D’Alembord looked to where two sergeants held the battalion’s silk colours that had been riddled with musket-fire, blackened by smoke, and stained with blood. Seven men had died-this day while holding the colours, but now the bright flags were to be rolled up, slid into their leather tubes, and hidden. D’Alembord thought there was something shameful in the gesture, but he supposed it was preferable to letting the French capture the colours of a whole army, and so he gestured the Sergeants to the rear. “You heard the order. Take them away.”
D’Alembord’s voice was resigned. Till this moment he had-harboured a shred of optimism, but the order to take the colours to safety proved that the battle was lost. The French had won, and so the colours would begin the British retreat. The Emperor might have his victory, but he would not be given the satisfaction of piling the captured colours amidst the jubilant crowds of Paris. The great squares of heavy fringed silk were carried away, going back to where the last British cavalry waited to gallop them to safety. D’Alembord watched the flags disappear into the smoke and felt bereft.
Sharpe also saw the flags being carried to the rear. He had come back to the Prince of Wales’s Own Volunteers, but, not wanting to interfere with either Ford or d’Alembord’s command, he deliberately posted himself fifty paces from the battalion’s left flank. He loaded his rifle.
Harper, his rifle already reloaded, watched the Imperial Guard and crossed himself.
Lieutenant Doggett saw the two Riflemen return and rode his horse to join them. Sharpe looked up at him and shrugged. “I’m sorry, Lieutenant.”
“You’re sorry, sir?”
“The Prince wouldn’t listen to reason.”
“Oh.” Doggett, seeing the ruin of his career, could say nothing more.
“I hit the bugger in the shoulder, you see,” Sharpe explained, “instead of in the belly. It was just plain bad marksmanship. I’m sorry.”
Doggett stared at Sharpe. “You…“ He could not finish.

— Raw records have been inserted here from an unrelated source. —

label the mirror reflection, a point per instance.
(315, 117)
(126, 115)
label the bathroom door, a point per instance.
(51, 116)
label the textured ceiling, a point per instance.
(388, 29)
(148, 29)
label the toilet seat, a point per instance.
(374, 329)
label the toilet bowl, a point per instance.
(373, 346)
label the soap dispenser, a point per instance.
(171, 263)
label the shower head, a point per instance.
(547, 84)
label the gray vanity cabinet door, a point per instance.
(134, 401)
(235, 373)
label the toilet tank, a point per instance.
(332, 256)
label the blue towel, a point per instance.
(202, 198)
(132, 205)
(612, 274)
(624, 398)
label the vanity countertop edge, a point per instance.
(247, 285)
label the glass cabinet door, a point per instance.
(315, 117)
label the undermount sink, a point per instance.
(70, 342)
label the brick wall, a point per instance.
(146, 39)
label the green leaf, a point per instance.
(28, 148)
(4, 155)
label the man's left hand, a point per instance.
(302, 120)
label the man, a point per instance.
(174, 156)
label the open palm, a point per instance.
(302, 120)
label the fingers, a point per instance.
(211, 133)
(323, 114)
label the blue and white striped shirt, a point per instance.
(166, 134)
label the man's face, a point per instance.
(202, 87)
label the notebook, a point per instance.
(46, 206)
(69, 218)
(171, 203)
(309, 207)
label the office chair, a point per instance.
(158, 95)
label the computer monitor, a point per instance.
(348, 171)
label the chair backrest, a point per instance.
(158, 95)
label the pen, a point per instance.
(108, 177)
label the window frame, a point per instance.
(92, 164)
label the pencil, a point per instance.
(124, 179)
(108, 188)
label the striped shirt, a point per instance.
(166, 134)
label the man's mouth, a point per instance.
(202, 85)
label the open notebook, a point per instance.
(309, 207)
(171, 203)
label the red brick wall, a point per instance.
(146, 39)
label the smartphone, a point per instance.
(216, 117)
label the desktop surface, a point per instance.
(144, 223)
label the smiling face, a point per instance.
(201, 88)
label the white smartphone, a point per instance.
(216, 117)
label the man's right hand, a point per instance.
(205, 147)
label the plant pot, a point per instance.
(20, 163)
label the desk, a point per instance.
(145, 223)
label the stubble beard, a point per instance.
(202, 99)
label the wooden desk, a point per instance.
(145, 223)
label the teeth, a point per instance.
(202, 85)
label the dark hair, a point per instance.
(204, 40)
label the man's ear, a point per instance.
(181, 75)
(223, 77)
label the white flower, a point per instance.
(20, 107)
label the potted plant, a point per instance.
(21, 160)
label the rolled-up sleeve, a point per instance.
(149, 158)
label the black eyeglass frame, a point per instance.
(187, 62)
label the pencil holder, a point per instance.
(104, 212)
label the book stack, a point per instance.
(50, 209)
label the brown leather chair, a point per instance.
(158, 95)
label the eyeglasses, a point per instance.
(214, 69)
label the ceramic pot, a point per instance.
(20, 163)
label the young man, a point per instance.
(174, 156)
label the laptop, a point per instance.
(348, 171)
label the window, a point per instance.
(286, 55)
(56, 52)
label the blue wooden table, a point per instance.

“But I wouldn’t worry,” Sharpe said, “the bugger’s got enough to worry about without pissing all over your commission. And if you fight with us now, Lieutenant, I’ll make sure your Colonel gets a glowing report. And I don’t want to sound cocksure, but maybe my recommendation is worth more than the Prince’s?“
Doggett smiled. “Yes, sir.”
It seemed cocksure to even surmise survival. Doggett turned to look into the smoke-shot valley that was filled with the overwhelming enemy attack. An errant shaft of sunlight glinted brilliant gold from an Eagle. Beneath the gold the long dark coats and the tall black bearskins made the attackers seem like sinister giants. Cavalry, pennons and lances high, followed the huge column, while further back a shifting mass of shadows betrayed the advance of the rest of the French infantry. The drums were clearly audible beneath the louder percussion of the remaining French guns. “What happens now?” Doggett could not help asking.

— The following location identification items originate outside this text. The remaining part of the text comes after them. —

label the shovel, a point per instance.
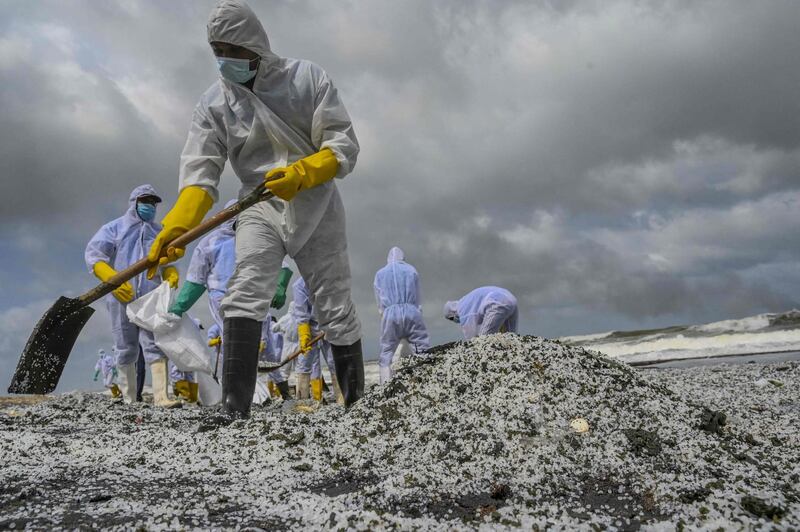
(43, 359)
(274, 366)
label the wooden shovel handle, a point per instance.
(259, 194)
(297, 353)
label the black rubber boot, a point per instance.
(283, 389)
(241, 338)
(349, 363)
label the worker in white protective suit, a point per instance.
(117, 245)
(286, 328)
(308, 367)
(397, 294)
(485, 310)
(211, 267)
(281, 124)
(105, 366)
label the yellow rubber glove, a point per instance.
(170, 274)
(316, 389)
(181, 389)
(304, 335)
(104, 272)
(192, 205)
(306, 173)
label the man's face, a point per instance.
(223, 49)
(151, 200)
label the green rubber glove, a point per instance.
(188, 296)
(279, 299)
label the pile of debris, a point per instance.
(511, 430)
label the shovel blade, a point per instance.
(45, 355)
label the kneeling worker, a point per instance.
(485, 310)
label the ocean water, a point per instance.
(763, 333)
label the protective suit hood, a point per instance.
(142, 190)
(233, 22)
(395, 255)
(451, 309)
(131, 216)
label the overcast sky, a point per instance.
(615, 164)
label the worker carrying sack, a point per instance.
(178, 337)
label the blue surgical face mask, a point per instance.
(236, 70)
(146, 211)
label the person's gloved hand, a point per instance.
(279, 299)
(304, 336)
(124, 293)
(171, 275)
(192, 205)
(287, 181)
(188, 296)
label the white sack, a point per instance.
(178, 337)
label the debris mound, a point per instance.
(503, 431)
(450, 429)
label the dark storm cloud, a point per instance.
(612, 163)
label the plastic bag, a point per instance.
(178, 337)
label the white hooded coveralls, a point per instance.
(397, 294)
(485, 310)
(303, 311)
(292, 111)
(120, 243)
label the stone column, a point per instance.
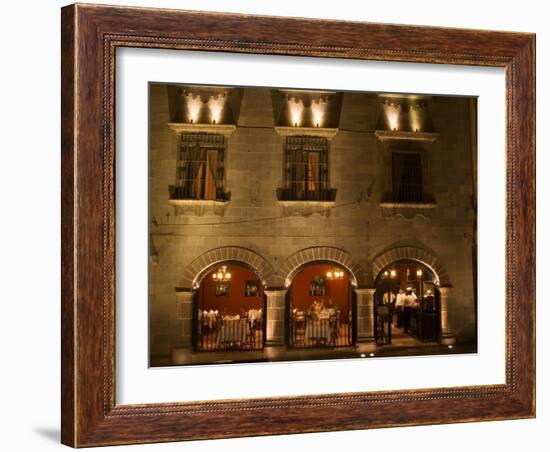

“Those bastards in front are called the Imperial Guard,” Sharpe said, “and their column will attack our line, and our line ought to beat the hell out of their column, but after that?” Sharpe could not answer his own question, for this battle had already gone far outside his own experience. The British line should beat the French column, for it always had and it was an article of an infantryman’s faith that it always would, but Sharpe sensed that this column was different, that even if it initially recoiled from the volley fire it would somehow survive and bring on all the other enemy behind in one last cataclysmic attack. An empire and an emperor’s pride rode on this drum-driven attack.